How is TTV measured?
TTV is quantified by a simple routine method that is called PCR (polymerase chain reaction). This method allows for the detection of TTV in a very small amount of blood after a simple routine blood draw.
What is a clinical trial?
A clinical trial is performed in a group of patients for whom a novel treatment or intervention is believed to be beneficial. Usually the patients are divided into two groups, one of them receiving the standard and the other the experimental care. After completion of the trial the groups are compared and researchers analyze who performed better.
Why is a clinical trial needed?
We believe that the quantification of TTV in the blood of kidney transplant recipients gives us a better idea of the actual state of the immune system than routine measurements do. A clinical trial is the only and best method to prove our hypothesis that immunosuppression guided by TTV is both useful and safe.
How can I participate in the clinical trial?
If you recently received a kidney transplant and your transplant centre is listed among the recruiting centres you might be eligible for the trial. In this case, you should refer to your treating transplant physician who can provide you with further information.
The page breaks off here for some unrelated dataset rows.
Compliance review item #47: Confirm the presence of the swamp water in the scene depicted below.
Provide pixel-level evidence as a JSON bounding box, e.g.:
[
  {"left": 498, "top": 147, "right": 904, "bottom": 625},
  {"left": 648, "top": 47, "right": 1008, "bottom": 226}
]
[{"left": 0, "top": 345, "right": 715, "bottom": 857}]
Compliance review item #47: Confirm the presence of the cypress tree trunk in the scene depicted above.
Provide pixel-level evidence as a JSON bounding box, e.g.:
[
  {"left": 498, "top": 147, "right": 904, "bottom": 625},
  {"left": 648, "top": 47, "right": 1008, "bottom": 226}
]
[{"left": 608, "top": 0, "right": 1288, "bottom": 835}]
Can my health care provider use TTV already?
Yes, there are already some laboratories offering TTV quantification and your health care provider can send your samples there to assess the TTV load. However, the benefit of TTV measurement has not been proven yet and TTV has not entered clinical routine.
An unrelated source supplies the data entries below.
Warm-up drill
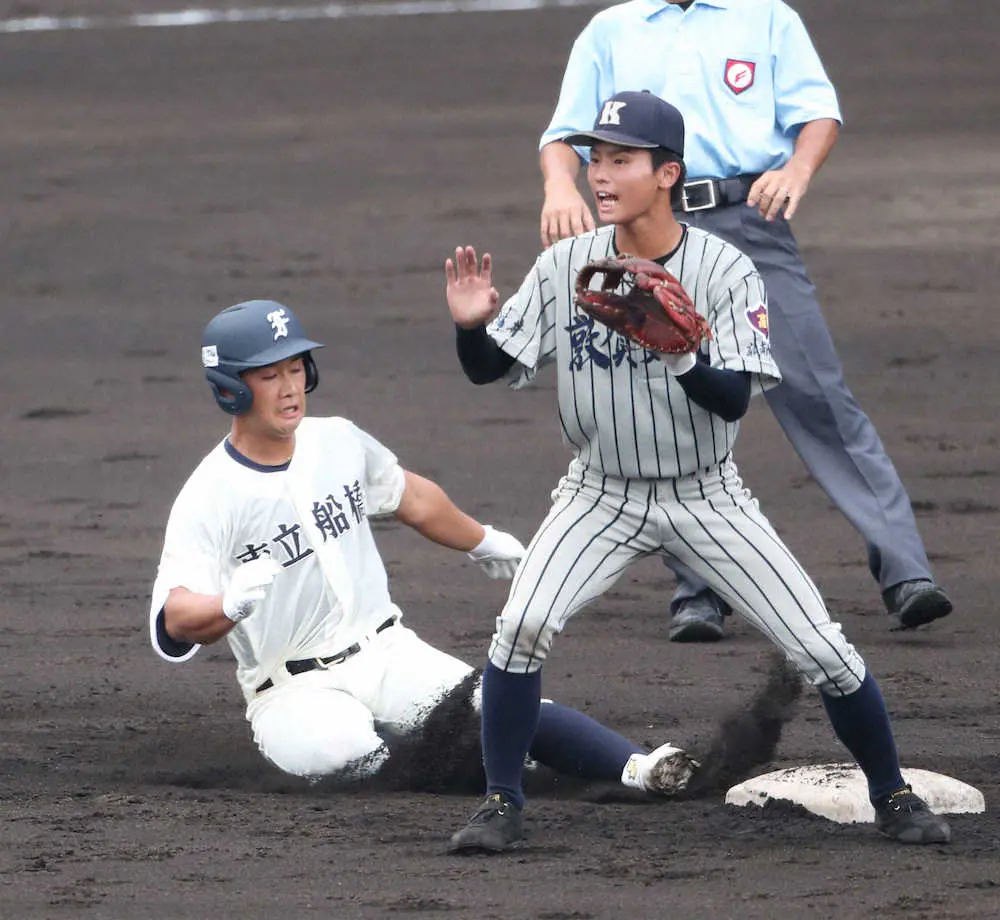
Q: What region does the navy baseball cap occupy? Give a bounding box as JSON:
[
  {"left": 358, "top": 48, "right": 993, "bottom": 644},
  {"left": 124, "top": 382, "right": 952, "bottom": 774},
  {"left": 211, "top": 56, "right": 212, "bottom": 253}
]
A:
[{"left": 563, "top": 89, "right": 684, "bottom": 158}]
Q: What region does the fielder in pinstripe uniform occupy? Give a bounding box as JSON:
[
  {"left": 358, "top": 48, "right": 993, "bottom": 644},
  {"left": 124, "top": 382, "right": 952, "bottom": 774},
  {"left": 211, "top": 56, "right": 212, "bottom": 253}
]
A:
[{"left": 445, "top": 92, "right": 950, "bottom": 852}]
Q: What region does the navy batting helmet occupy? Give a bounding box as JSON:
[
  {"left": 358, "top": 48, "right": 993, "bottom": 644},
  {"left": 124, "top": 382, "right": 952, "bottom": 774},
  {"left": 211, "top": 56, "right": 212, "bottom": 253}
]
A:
[{"left": 201, "top": 300, "right": 323, "bottom": 415}]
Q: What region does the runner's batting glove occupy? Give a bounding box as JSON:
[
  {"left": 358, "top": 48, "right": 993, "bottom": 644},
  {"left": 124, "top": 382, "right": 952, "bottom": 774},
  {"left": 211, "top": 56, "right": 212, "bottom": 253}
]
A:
[
  {"left": 222, "top": 556, "right": 281, "bottom": 623},
  {"left": 469, "top": 524, "right": 526, "bottom": 578}
]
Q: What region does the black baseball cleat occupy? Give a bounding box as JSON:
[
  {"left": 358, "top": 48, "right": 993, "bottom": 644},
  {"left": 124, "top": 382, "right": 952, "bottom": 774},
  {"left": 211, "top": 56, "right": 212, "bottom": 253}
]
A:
[
  {"left": 875, "top": 786, "right": 951, "bottom": 843},
  {"left": 448, "top": 792, "right": 523, "bottom": 853},
  {"left": 884, "top": 578, "right": 952, "bottom": 629},
  {"left": 668, "top": 591, "right": 725, "bottom": 642}
]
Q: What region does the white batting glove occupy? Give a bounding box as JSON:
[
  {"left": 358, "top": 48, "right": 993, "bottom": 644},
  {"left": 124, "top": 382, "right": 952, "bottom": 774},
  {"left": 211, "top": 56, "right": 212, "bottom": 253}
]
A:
[
  {"left": 656, "top": 351, "right": 698, "bottom": 377},
  {"left": 222, "top": 556, "right": 281, "bottom": 623},
  {"left": 468, "top": 524, "right": 527, "bottom": 579}
]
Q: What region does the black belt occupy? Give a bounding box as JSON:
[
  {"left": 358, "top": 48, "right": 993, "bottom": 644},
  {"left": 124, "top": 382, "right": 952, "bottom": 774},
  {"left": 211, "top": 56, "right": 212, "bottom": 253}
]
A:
[
  {"left": 254, "top": 616, "right": 397, "bottom": 693},
  {"left": 677, "top": 174, "right": 760, "bottom": 214}
]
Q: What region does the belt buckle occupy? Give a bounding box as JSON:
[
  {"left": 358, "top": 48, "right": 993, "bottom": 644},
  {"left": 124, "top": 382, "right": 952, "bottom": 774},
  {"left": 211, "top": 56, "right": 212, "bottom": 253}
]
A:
[{"left": 681, "top": 179, "right": 719, "bottom": 214}]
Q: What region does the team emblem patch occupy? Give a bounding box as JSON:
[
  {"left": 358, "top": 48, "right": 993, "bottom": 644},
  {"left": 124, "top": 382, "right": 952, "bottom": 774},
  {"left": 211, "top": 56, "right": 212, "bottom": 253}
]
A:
[
  {"left": 723, "top": 58, "right": 757, "bottom": 96},
  {"left": 747, "top": 304, "right": 768, "bottom": 339}
]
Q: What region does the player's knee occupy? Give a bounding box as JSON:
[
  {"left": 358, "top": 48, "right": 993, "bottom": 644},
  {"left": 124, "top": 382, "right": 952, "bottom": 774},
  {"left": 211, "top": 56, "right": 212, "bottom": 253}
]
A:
[
  {"left": 257, "top": 735, "right": 389, "bottom": 779},
  {"left": 489, "top": 616, "right": 555, "bottom": 673},
  {"left": 789, "top": 642, "right": 865, "bottom": 696}
]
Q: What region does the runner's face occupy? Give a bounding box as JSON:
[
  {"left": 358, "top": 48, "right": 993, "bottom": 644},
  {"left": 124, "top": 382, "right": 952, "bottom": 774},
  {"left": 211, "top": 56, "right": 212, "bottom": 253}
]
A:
[{"left": 243, "top": 356, "right": 306, "bottom": 440}]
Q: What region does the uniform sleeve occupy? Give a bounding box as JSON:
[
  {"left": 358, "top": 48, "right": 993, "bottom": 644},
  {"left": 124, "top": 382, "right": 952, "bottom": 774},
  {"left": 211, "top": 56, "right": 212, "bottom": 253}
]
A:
[
  {"left": 486, "top": 249, "right": 556, "bottom": 389},
  {"left": 709, "top": 258, "right": 781, "bottom": 394},
  {"left": 772, "top": 4, "right": 841, "bottom": 135},
  {"left": 351, "top": 424, "right": 406, "bottom": 517},
  {"left": 149, "top": 485, "right": 222, "bottom": 662},
  {"left": 538, "top": 20, "right": 613, "bottom": 161}
]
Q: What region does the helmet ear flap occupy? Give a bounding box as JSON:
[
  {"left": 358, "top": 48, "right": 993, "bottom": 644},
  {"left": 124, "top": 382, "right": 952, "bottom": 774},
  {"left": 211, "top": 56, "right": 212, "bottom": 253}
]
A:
[
  {"left": 205, "top": 367, "right": 254, "bottom": 415},
  {"left": 302, "top": 351, "right": 319, "bottom": 393}
]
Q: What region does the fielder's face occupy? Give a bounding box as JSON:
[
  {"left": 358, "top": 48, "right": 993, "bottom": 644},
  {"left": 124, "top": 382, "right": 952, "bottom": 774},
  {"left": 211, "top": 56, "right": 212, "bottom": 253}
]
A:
[
  {"left": 587, "top": 141, "right": 661, "bottom": 230},
  {"left": 241, "top": 356, "right": 306, "bottom": 441}
]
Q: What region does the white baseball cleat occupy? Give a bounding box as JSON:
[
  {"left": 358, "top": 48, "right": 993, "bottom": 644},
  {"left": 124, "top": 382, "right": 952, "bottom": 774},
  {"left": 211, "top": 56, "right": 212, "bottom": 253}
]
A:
[{"left": 622, "top": 743, "right": 699, "bottom": 796}]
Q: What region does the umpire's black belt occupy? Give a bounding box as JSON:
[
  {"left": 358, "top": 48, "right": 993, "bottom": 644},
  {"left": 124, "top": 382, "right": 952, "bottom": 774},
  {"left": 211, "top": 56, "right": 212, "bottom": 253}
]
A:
[
  {"left": 678, "top": 174, "right": 760, "bottom": 214},
  {"left": 254, "top": 616, "right": 397, "bottom": 693}
]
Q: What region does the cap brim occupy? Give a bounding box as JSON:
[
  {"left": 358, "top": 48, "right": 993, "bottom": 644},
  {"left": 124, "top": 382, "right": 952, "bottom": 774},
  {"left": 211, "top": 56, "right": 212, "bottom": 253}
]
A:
[
  {"left": 238, "top": 339, "right": 326, "bottom": 370},
  {"left": 563, "top": 131, "right": 660, "bottom": 150}
]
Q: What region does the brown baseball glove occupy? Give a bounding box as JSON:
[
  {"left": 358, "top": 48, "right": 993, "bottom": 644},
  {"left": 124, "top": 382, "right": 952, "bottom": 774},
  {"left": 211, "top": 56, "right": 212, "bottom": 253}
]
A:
[{"left": 575, "top": 256, "right": 712, "bottom": 355}]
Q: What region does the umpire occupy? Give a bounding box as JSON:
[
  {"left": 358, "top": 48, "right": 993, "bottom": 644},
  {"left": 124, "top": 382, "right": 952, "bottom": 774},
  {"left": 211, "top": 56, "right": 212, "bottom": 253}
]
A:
[{"left": 540, "top": 0, "right": 952, "bottom": 641}]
How can my health care provider learn more about it?
An increasing number of articles, published in scientific journals, address general and specific questions concerning the value of TTV in clinical routine. Our webpage offers additional information. Moreover we will provide all project specific findings on the webpage and on scientific conferences. Details concerning scientific meetings will be announced via the webpage.
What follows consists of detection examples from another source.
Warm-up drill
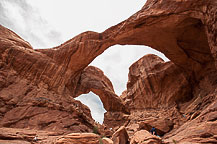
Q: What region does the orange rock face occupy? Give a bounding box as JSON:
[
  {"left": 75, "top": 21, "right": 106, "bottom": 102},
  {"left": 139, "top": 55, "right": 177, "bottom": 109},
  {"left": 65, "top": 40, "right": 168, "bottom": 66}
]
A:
[
  {"left": 0, "top": 0, "right": 217, "bottom": 143},
  {"left": 130, "top": 130, "right": 162, "bottom": 144},
  {"left": 125, "top": 55, "right": 191, "bottom": 109}
]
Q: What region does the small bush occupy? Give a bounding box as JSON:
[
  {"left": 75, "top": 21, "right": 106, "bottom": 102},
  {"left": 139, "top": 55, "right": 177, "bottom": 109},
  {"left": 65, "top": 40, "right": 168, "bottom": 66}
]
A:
[
  {"left": 93, "top": 126, "right": 99, "bottom": 134},
  {"left": 99, "top": 138, "right": 103, "bottom": 144}
]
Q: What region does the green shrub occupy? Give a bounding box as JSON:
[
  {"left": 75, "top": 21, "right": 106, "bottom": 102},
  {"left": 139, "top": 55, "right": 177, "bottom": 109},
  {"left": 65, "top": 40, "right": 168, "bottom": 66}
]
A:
[
  {"left": 99, "top": 138, "right": 103, "bottom": 144},
  {"left": 93, "top": 126, "right": 99, "bottom": 134}
]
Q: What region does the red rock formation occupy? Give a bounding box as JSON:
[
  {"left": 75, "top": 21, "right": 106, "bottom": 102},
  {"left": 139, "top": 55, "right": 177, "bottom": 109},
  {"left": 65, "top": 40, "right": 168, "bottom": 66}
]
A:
[
  {"left": 55, "top": 133, "right": 100, "bottom": 144},
  {"left": 112, "top": 126, "right": 129, "bottom": 144},
  {"left": 125, "top": 55, "right": 191, "bottom": 109},
  {"left": 0, "top": 0, "right": 217, "bottom": 143},
  {"left": 130, "top": 130, "right": 162, "bottom": 144}
]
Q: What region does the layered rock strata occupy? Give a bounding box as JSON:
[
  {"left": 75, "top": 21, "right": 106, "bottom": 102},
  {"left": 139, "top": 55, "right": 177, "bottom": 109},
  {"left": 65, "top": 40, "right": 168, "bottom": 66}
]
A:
[{"left": 0, "top": 0, "right": 217, "bottom": 143}]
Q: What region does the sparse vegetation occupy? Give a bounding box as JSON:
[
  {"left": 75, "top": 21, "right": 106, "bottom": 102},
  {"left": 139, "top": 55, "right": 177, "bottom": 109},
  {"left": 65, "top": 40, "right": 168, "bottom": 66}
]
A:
[
  {"left": 173, "top": 139, "right": 177, "bottom": 144},
  {"left": 93, "top": 126, "right": 99, "bottom": 134},
  {"left": 99, "top": 138, "right": 103, "bottom": 144}
]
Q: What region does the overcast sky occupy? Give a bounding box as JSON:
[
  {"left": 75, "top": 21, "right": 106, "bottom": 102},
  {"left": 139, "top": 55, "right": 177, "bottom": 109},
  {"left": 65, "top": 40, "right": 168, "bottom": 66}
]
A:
[{"left": 0, "top": 0, "right": 170, "bottom": 123}]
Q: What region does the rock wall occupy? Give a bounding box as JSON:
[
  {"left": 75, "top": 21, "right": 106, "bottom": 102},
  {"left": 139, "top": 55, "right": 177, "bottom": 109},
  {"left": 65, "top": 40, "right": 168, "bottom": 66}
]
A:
[{"left": 0, "top": 0, "right": 217, "bottom": 143}]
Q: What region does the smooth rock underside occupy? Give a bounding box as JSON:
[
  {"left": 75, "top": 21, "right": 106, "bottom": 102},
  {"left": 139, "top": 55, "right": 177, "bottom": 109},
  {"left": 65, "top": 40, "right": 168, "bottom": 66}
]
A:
[{"left": 0, "top": 0, "right": 217, "bottom": 144}]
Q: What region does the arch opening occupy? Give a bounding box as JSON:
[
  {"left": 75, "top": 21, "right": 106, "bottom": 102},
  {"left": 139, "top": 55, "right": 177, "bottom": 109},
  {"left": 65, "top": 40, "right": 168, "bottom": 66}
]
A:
[
  {"left": 75, "top": 92, "right": 106, "bottom": 124},
  {"left": 89, "top": 45, "right": 170, "bottom": 96}
]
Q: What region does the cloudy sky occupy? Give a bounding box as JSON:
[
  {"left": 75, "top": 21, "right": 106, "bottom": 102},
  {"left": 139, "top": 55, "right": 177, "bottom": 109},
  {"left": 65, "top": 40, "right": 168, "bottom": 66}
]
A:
[{"left": 0, "top": 0, "right": 170, "bottom": 123}]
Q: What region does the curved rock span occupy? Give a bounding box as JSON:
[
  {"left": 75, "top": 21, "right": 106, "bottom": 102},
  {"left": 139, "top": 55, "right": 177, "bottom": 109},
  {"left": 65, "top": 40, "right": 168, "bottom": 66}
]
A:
[{"left": 0, "top": 0, "right": 217, "bottom": 143}]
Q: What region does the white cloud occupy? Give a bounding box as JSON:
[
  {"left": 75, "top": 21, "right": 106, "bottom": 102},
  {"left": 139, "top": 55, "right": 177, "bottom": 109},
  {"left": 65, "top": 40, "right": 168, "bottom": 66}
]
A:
[{"left": 75, "top": 92, "right": 106, "bottom": 124}]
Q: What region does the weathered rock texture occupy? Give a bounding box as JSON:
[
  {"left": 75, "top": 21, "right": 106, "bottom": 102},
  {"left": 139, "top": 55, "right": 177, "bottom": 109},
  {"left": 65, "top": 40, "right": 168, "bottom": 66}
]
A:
[
  {"left": 0, "top": 0, "right": 217, "bottom": 143},
  {"left": 56, "top": 133, "right": 100, "bottom": 144},
  {"left": 125, "top": 55, "right": 191, "bottom": 109},
  {"left": 130, "top": 130, "right": 162, "bottom": 144}
]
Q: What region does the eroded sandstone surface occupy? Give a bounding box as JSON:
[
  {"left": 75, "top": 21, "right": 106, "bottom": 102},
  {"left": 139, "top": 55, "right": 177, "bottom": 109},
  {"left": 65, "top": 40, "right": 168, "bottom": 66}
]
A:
[{"left": 0, "top": 0, "right": 217, "bottom": 144}]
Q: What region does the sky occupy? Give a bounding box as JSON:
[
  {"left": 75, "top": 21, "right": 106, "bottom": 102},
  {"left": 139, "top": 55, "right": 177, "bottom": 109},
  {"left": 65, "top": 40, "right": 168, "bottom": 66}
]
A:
[{"left": 0, "top": 0, "right": 168, "bottom": 123}]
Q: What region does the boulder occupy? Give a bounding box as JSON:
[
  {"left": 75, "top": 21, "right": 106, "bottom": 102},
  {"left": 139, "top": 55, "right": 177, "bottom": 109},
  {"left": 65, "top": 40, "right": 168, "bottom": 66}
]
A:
[
  {"left": 130, "top": 130, "right": 162, "bottom": 144},
  {"left": 112, "top": 126, "right": 129, "bottom": 144},
  {"left": 55, "top": 133, "right": 100, "bottom": 144}
]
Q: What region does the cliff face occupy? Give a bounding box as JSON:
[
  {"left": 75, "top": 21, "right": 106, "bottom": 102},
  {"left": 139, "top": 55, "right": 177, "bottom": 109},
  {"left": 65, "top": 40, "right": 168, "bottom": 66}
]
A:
[{"left": 0, "top": 0, "right": 217, "bottom": 143}]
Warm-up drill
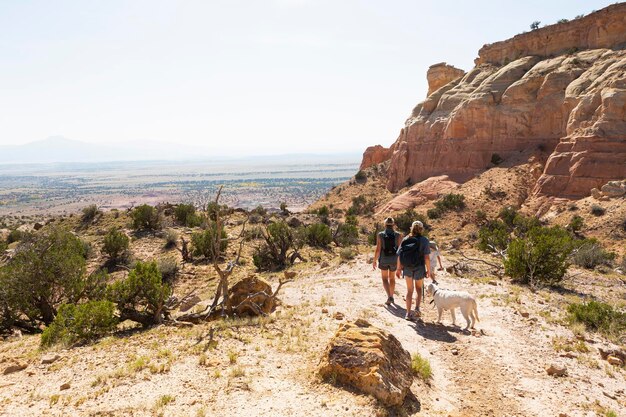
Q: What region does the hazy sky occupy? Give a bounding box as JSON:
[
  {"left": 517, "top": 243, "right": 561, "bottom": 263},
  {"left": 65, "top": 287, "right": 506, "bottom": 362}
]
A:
[{"left": 0, "top": 0, "right": 613, "bottom": 154}]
How do I learn about the project results?
The results will be distributed via a broad range of media. Communication will include social media, patients’ societies and the project webpage. The results will be posted on a database (www.clinicaltrialsregister.eu) and can be accessed by you under the EudraCT number: 2021-002525-24.
Who is behind the project?
The project is coordinated by the Medical University of Vienna, Austria and funded by the European Commission. The consortium of the TTV GUIDE TX project includes 19 partners from 7 European countries. Leading European clinical virologists, transplant nephrologists, trial manager and ethicists have teamed up with the healthcare industry. The clinical trial will involve 13 recruiting centres in Austria, Germany, the Netherlands, Spain, the Czech Republic and France.
TRIAL SPECIFIC QUESTIONS
for patients transplanted at recruiting centres
Why are there two groups in the trial?
Two groups are needed to assess if Torque Teno virus (TTV)-guided immunosuppression (active group) is safe and effectve compared to the standard treatment (control group). Study particants are randomly assigned to receive either guidance of their immunosuppression by TTV or according to standard of care.
Do I know if I get the TTV guided trial group or in the control group?
No, to avoid potential bias, the participants do not know if they are receiving the TTV-guided treatment or the conventional one. If participants would learn about their assignement they, they might act differently and thus influence the outcome of the trial
Is there any physical intervention?
The only trial specific intervention is the withdrawal of a small amount of blood if routine laboratory test are performed. Therefore no additional vein puncture is necessary.
Do I have to come more often to my transplant centre?
No, the trial does not involve additional visits besides the routine visits.
What do I have to do during the trial?
It is important that you take part at the trial visits and take your immunosuppressive drugs regularly. You should also inform your trial team about any changes in your medications, side effects and infection or organ rejection treated outside the trial centre.
How am I insured?
As soon as you enter the trial, you will be covered by a specific trial-related insurance.
Do I get any payment?
You can claim travel costs. There will be no additional financial compensation.
Whom can I contact during the trial?
You will be provided with a trial ID card including all contact details of your trial team.